Home / Companies / News /  Ford, VW battery supplier SK Innovation said to reach deal to avoid import ban

The South Korean supplier of electric vehicle batteries in the U.S. for Ford Motor Co. and Volkswagen AG has reached a last-minute deal with its chief rival, said people familiar with the situation.

Saturday’s move averts a 10-year import ban on SK Innovation Co.’s products and protects thousands of jobs in the politically important state of Georgia.

The companies had no immediate comment.

The U.S. International Trade Commission had issued the import ban Feb. 10 based on what it called an “extraordinary" effort by SK Innovation to destroy evidence in a trade-secret case lodged by fellow South Korean rival LG Chem Ltd.’s LG Energy Solution Co. unit.

The ITC did carve out time to let SK Innovation import components for batteries to be assembled in Georgia for Ford and Volkswagen vehicles.

The ban was scheduled to take effect April 11, unless President Joe Biden overturned it on public policy grounds.
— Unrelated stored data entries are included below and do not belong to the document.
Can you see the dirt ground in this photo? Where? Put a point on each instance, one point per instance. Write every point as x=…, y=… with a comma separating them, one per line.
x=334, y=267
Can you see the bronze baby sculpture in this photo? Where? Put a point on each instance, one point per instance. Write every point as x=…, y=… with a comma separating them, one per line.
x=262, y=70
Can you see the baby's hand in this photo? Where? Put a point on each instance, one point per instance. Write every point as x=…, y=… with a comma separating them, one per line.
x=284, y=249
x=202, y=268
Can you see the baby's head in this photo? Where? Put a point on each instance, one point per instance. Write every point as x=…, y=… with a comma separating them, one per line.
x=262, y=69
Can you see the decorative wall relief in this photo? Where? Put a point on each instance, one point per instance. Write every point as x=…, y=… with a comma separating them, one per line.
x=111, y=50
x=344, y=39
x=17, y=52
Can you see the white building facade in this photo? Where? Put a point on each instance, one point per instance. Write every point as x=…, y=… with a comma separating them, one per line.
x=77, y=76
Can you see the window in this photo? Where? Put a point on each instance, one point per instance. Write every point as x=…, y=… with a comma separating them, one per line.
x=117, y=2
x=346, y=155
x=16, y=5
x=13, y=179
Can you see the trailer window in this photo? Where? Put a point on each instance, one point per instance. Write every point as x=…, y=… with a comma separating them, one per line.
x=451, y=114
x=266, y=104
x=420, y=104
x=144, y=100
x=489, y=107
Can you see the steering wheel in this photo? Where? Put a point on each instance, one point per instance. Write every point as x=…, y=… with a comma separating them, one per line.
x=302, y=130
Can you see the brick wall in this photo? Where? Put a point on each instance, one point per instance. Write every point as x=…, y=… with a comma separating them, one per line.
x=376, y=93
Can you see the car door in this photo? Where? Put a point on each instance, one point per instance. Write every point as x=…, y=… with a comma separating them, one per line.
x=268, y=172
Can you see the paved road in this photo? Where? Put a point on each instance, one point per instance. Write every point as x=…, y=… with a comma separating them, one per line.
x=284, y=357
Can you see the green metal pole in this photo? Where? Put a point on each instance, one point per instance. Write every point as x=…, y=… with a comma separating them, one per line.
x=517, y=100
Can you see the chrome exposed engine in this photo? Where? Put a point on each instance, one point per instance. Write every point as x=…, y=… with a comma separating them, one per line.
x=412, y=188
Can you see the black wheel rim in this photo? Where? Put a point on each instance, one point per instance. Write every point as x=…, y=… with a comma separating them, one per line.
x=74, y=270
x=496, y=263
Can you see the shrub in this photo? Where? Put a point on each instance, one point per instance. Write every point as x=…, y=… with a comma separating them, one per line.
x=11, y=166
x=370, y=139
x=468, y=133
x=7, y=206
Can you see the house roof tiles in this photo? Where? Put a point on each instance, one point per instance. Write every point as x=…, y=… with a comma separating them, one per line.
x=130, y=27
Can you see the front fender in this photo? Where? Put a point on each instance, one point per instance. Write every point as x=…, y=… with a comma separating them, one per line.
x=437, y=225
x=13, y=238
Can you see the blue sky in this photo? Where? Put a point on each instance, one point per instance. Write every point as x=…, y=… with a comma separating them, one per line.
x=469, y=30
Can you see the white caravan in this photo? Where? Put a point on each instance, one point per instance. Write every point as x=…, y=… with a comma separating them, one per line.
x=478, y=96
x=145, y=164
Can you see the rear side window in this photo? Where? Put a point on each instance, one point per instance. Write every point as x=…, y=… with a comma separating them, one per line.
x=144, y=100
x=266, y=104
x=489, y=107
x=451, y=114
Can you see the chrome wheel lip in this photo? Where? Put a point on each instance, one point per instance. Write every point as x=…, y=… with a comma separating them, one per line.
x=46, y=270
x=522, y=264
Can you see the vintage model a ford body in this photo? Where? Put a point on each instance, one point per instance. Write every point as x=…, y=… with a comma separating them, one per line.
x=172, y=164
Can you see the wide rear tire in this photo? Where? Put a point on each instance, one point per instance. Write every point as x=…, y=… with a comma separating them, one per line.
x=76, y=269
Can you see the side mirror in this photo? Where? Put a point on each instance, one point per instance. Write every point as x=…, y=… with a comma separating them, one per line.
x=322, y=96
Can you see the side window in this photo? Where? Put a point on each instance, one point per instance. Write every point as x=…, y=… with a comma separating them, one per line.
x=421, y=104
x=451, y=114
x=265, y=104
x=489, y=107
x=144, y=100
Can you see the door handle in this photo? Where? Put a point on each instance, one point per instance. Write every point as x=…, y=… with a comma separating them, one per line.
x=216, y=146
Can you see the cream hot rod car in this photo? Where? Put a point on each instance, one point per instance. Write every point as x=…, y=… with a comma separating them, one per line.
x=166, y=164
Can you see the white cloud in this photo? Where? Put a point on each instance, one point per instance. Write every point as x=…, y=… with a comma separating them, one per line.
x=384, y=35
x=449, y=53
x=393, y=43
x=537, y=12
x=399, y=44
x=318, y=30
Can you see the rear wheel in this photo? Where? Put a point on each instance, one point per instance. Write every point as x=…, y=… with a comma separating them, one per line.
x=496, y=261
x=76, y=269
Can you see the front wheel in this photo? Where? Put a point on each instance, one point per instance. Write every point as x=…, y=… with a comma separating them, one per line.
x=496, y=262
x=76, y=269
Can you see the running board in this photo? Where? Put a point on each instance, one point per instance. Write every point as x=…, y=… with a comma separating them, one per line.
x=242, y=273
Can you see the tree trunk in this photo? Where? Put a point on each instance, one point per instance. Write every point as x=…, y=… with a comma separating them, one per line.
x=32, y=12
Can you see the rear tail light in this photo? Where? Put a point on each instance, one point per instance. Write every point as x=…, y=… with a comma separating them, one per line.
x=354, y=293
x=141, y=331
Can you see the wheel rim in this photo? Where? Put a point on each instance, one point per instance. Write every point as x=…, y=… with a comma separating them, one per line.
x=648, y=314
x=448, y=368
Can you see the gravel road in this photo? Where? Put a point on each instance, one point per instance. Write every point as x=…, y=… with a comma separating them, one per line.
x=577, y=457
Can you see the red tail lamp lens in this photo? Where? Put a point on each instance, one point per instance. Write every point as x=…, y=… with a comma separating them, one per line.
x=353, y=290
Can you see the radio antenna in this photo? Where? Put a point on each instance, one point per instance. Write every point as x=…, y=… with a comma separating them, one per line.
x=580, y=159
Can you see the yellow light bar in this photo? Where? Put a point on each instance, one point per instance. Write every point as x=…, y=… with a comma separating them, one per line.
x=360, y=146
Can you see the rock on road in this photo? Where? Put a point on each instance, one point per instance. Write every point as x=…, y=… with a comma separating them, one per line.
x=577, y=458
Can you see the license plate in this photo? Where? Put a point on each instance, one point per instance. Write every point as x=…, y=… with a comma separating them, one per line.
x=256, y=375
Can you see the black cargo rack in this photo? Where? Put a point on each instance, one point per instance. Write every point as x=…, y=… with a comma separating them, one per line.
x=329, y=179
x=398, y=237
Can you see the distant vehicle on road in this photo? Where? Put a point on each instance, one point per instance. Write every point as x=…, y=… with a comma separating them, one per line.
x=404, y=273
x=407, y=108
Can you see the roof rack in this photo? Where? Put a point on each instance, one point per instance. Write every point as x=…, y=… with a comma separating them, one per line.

South Korea government officials and Biden administration pushed the companies to reach an agreement instead.

The case prompted an extraordinary effort to lobby the Biden administration, with near-daily meetings over the past weeks involving officials from a dozen government agencies and officials from both companies and the automakers, as well as Georgian politicians on both sides of the political aisle.

EV Push

SK Innovation argued the order would undermine Biden’s push for more American-made electric vehicles as part an effort to combat climate change. LG Energy, which makes batteries for General Motors Co. in Michigan, said such a decision would weaken policies to protect trade secrets -- a long-standing issue in U.S. talks with China -- and that the carve-outs ensures Ford and Volkswagen had time to adjust.

The commission said it had already taken the president’s policies into account when fashioning a carve-out that allows SK Innovation to bring in components needed for Ford’s EV F-150 pickup for four years, and for Volkswagen’s American ID.4 SUV line for two years. Neither carmaker was appeased.

LG Energy accused SK Innovation of stealing billions of dollars’ worth of crucial information on how to make batteries, enabling it to win the contracts from Ford and Volkswagen. SK Innovation denied receiving or using any confidential information from the LG Energy employees it hired.

SK Innovation is nearing completion of one facility in Georgia and is already making battery samples, while a second facility is about 20% complete and projected to be done next year. A second phase is planned that would bring SK Innovation’s total investment to about $5 billion and create 6,000 jobs, the company has said.

Non-Captive Plant

In addition to making the batteries for Ford and Volkswagen, the SK Innovation plant would be the nation’s largest so-called non-captive plant, meaning it would be able to adapt for other manufacturers, the company has said.

LG, which is building an additional plant with GM in Ohio in addition to its facility in Holland, Michigan, has announced plans plans to invest $4.5 billion in the U.S. by 2025 and hire 10,000 workers to expand battery capacity.

Creating more U.S.-based manufacturing is critical because the automakers want components close to their assembly plants, especially since a shortage of computer chips has highlighted vulnerabilities for global supply chains.

Biden has committed to creating more American-made manufacturing, particularly to compete with China. The Asian nation makes 73% of the world’s lithium-ion batteries compared with 12% by No. 2 U.S., Jonathan Jennings, Ford’s global commodity pricing vice president, told the Senate Finance Committee on March 16.

Calibrating ‘Consequences’

Georgia Governor Brian Kemp, a Republican, and U.S. Senator Raphael Warnock, a Democrat, have raised concerns the import ban would lead to the shutdown of SK Innovation’s new plant.

Former Deputy Attorney General Sally Yates, a Georgia native, had written that, while there should be “consequences" for SK Innovation’s actions, the proper remedy should be resolved by a district court case with money and sanctions. Former U.S. Energy Secretary Ernest Moniz, hired by LG Energy to help in its business strategies, had said the ITC order may be the only way to get SK Innovation to settle.

In a March 10 letter to Warnock, LG Energy said the senator should be “highly skeptical" of SK Innovation’s claims it would be forced to shut down the plant. The carve out is “ample time for SKI to either reach a settlement with LGES or develop its own technology as it argued it could during the ITC litigation," LG Energy said.